Harrell F. Beck (March 2, 1922 – December 10, 1987) was an American preacher, professor, and academic who taught Hebrew Scripture for 33 years at Boston University School of Theology and travelled North America, the Middle East, Southeast Asia, and Australasia teaching and speaking. Walter George Muelder, Dean Emeritus of the School of Theology, wrote, “Harrell Beck’s contribution to the School of Theology and the wider church was enormous.” He generated high esteem as “professor, friend, preacher, prophet, and lecturer...”.

==Background==

===Life and education===
Harrell Frederick Beck was born in Lyons, Nebraska, on March 2, 1922, and went to Wayne State Normal School after high school. In May 1945, Beck graduated with a Ph.D from Boston University School of Theology with highest honors as a Jacob Sleeper Fellow. After being ordained in the Nebraska Annual Conference of what was then called simply the Methodist Church, he moved to Egypt for nine years where he became fluent in Arabic and was a faculty member and dean of the School of Oriental Studies at the American University in Cairo (1945 -1954). There he met and married Leila Atallah. Harrell and Leila had two sons, David and Daniel. Harrell died on December 10, 1987, soon after retiring from Boston University.

===Professional associations and publications===
President of the New England section of the Society of Biblical Literature, Harrell also served as the President of the Massachusetts Bible Society Board of Trustees, and, at the time of his death, was serving on the Hymnal Revision committee for the United Methodist Hymnal, where several of his translations and contributions can be found.

  He was the author of many articles in various theological and religious journals, and at least one Bible study guide for church use, “Our Biblical Heritage,” published in 1964. He was also a contributor to the Interpreter's Dictionary of the Bible (1962) and the Interpreter's One Volume Commentary on the Bible (1971).

==Influence and legacy==
Beck’s contributions have been recognized with the establishment of an annual lecture series sponsored by the Massachusetts Bible Society.
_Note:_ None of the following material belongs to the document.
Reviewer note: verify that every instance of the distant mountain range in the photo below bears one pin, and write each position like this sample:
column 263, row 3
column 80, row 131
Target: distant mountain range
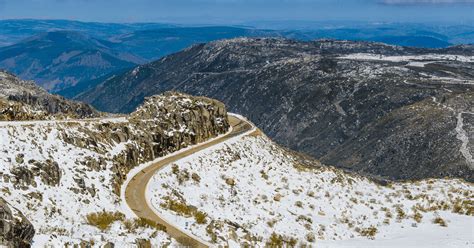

An endowed professorship has been established at the School of Theology at Boston University to honor his contributions to both Old Testament studies and preaching of the highest quality.

Former Beck student, the author and sociologist Rev. Dr. Tex Sample, has written:
"I remember Harrell Beck as an extraordinary teacher, a lecturer of compelling power, a sensitive spirit, and a deeply formed Christian who cared personally for his students. As a speaker and preacher, he was simply electric."